The Ukrainian cybersecurity authorities have announced that the state-sponsored Russian threat actor known as Sandworm infiltrated the systems of telecom operator Kyivstar as early as May 2023. This revelation, initially reported by Reuters, follows a significant cyber incident last month, characterized as a “powerful hacker attack,” which disrupted mobile and internet services for millions of customers. The responsibility for the breach was claimed by a Russian-linked hacking group called Solntsepyok, associated with the Main Directorate of the General Staff of the Armed Forces of the Russian Federation (GRU), the same entity operating Sandworm.

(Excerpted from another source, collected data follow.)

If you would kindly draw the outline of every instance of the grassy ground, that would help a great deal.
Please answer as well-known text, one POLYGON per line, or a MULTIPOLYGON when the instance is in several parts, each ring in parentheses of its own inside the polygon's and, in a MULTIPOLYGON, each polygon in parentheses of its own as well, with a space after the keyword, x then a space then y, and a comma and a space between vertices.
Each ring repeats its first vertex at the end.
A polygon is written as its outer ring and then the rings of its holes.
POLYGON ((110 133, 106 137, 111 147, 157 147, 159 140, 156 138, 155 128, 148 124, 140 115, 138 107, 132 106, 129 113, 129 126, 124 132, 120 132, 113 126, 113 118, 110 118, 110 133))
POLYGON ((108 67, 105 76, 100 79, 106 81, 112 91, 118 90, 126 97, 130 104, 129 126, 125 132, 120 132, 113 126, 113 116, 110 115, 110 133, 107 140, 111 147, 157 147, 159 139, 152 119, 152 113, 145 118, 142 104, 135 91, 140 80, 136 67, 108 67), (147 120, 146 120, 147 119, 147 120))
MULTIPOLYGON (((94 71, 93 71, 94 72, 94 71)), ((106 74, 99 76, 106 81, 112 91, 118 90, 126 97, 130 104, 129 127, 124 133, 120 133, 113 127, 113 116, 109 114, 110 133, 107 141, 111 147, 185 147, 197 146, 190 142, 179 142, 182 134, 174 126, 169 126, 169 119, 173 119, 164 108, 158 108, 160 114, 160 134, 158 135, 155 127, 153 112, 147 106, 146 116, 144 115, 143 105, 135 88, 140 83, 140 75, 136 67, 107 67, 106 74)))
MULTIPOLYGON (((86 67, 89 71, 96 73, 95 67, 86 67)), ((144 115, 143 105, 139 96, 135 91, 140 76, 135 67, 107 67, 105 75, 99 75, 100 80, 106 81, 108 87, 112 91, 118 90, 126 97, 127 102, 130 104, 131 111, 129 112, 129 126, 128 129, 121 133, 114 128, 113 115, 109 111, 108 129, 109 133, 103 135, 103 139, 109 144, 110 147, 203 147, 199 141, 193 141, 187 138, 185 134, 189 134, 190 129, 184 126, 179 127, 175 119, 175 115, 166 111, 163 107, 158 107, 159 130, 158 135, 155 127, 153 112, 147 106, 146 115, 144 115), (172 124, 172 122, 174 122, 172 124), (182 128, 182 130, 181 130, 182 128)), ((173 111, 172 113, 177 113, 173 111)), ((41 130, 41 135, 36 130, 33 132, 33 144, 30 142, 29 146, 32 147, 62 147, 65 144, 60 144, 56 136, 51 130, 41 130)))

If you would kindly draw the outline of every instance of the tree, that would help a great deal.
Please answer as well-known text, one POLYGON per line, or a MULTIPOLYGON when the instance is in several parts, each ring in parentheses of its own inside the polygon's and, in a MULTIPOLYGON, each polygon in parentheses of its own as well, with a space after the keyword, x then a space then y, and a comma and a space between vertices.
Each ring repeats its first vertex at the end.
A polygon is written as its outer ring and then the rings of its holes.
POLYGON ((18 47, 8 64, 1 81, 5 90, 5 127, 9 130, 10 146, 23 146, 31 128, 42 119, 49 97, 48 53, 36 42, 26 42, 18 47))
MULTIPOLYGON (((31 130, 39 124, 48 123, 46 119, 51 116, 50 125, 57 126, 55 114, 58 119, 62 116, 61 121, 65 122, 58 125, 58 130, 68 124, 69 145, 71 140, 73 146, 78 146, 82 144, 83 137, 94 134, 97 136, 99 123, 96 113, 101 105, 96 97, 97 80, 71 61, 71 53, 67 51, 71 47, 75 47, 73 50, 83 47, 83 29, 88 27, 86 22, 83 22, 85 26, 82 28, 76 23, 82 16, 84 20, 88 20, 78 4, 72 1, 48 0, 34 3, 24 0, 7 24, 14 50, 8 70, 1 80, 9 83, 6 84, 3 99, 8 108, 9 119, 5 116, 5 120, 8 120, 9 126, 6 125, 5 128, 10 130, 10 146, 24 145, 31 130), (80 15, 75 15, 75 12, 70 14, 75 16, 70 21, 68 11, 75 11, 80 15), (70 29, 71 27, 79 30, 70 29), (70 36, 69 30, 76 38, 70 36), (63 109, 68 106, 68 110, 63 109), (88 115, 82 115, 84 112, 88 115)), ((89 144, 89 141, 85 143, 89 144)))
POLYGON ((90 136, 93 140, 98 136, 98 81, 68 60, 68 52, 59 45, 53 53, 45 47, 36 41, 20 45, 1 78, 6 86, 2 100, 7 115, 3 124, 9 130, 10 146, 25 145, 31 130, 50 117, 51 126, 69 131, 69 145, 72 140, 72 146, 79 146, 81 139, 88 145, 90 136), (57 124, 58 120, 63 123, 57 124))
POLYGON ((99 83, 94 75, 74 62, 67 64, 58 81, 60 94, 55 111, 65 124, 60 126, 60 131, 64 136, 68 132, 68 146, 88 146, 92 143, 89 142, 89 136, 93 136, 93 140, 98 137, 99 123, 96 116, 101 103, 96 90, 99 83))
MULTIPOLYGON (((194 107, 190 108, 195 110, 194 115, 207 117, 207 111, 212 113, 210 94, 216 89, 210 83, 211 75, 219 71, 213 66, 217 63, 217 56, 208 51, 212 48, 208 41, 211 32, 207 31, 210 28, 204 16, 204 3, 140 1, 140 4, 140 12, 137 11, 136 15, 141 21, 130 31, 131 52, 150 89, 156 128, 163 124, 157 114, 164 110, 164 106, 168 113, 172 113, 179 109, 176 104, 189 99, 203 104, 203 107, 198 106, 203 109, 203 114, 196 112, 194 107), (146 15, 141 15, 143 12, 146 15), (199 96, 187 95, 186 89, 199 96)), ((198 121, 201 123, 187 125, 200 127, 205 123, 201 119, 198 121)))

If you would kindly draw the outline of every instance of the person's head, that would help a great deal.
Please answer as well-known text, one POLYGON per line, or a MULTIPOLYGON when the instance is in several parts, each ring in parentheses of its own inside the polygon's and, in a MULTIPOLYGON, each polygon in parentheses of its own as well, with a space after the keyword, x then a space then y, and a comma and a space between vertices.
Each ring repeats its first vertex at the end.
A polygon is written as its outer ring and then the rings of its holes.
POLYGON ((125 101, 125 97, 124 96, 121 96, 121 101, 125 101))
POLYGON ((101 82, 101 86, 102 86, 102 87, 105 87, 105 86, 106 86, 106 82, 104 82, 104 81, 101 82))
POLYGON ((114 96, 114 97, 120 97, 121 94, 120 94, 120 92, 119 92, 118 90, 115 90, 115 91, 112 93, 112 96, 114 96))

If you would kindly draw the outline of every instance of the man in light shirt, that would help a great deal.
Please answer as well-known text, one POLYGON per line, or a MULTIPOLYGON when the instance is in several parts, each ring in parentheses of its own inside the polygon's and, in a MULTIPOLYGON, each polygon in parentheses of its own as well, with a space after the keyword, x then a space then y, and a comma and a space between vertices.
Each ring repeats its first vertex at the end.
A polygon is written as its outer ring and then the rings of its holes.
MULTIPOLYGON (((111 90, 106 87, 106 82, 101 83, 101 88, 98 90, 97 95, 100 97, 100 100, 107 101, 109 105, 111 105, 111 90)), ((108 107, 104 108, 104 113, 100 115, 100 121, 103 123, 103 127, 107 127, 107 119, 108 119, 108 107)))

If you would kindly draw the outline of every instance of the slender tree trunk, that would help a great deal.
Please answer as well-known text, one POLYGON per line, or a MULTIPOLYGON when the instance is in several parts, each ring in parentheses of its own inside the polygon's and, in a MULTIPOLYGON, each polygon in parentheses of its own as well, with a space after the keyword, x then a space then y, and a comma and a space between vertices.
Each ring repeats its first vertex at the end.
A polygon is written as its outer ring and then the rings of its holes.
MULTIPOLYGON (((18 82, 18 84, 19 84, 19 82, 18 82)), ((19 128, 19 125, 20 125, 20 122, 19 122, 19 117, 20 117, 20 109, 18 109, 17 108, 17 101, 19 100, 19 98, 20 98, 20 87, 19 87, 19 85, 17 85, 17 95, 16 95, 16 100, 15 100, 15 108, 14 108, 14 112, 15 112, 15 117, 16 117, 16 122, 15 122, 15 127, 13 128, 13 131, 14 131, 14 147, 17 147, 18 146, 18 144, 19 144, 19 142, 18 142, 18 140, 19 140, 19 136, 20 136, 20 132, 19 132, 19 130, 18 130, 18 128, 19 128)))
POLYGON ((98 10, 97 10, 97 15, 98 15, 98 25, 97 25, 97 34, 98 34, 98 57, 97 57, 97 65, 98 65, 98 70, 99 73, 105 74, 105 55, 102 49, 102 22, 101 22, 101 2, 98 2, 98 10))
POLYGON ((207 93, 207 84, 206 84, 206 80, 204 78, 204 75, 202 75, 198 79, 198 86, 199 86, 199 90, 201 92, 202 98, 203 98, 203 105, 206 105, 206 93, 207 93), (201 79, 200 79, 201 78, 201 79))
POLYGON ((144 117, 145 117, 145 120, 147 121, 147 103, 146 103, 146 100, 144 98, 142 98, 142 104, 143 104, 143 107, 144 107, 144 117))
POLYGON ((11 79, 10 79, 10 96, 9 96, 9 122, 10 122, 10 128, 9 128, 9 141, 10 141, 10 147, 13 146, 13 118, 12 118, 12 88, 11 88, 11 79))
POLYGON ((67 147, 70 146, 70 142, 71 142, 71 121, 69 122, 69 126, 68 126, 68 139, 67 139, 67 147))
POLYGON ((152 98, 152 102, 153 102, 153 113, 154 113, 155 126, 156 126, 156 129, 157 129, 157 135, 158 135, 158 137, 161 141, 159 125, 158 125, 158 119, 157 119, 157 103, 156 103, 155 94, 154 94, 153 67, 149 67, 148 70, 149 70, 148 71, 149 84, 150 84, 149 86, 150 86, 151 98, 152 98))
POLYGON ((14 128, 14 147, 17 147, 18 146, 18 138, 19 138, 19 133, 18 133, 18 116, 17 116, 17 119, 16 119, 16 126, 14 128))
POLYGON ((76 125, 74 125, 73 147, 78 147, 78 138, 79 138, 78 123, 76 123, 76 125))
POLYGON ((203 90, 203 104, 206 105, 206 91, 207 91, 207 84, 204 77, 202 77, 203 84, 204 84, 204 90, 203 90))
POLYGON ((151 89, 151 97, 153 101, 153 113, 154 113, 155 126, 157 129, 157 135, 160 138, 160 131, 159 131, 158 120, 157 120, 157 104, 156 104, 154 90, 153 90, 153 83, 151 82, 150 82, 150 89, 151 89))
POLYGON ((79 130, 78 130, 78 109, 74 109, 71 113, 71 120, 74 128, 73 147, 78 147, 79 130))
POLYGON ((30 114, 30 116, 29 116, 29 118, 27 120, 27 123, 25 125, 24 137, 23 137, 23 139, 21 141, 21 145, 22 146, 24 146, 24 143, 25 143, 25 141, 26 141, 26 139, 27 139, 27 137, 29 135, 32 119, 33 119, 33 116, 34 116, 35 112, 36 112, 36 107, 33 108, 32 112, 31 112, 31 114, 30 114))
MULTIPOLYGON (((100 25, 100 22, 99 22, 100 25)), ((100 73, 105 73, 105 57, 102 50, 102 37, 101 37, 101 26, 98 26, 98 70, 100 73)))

Solntsepyok has a history of orchestrating disruptive cyber attacks, including accusations from Denmark of targeting 22 energy sector companies in the previous year. Illia Vitiuk, the head of the Security Service of Ukraine’s (SBU) cybersecurity department, revealed that the attack on Kyivstar resulted in extensive damage, wiping out data from thousands of virtual servers and computers, effectively crippling the core operations of the telecoms operator. Vitiuk stated that the attackers likely had full access since at least November, following months of meticulous preparation.
Despite the severity of the attack, Kyivstar has managed to restore its operations, and there is currently no evidence suggesting the compromise of subscribers’ personal data. The method by which the threat actor infiltrated the network remains unknown, as the company had previously dismissed speculations about the destruction of its computers and servers as “fake.”
This disclosure comes in the context of the SBU’s recent revelation that it successfully took down two online surveillance cameras allegedly hacked by Russian intelligence agencies. These cameras were reportedly used to spy on defense forces and critical infrastructure in Kyiv, allowing the adversary to remotely control the cameras, adjust their angles, and connect them to YouTube to capture visual information within their range.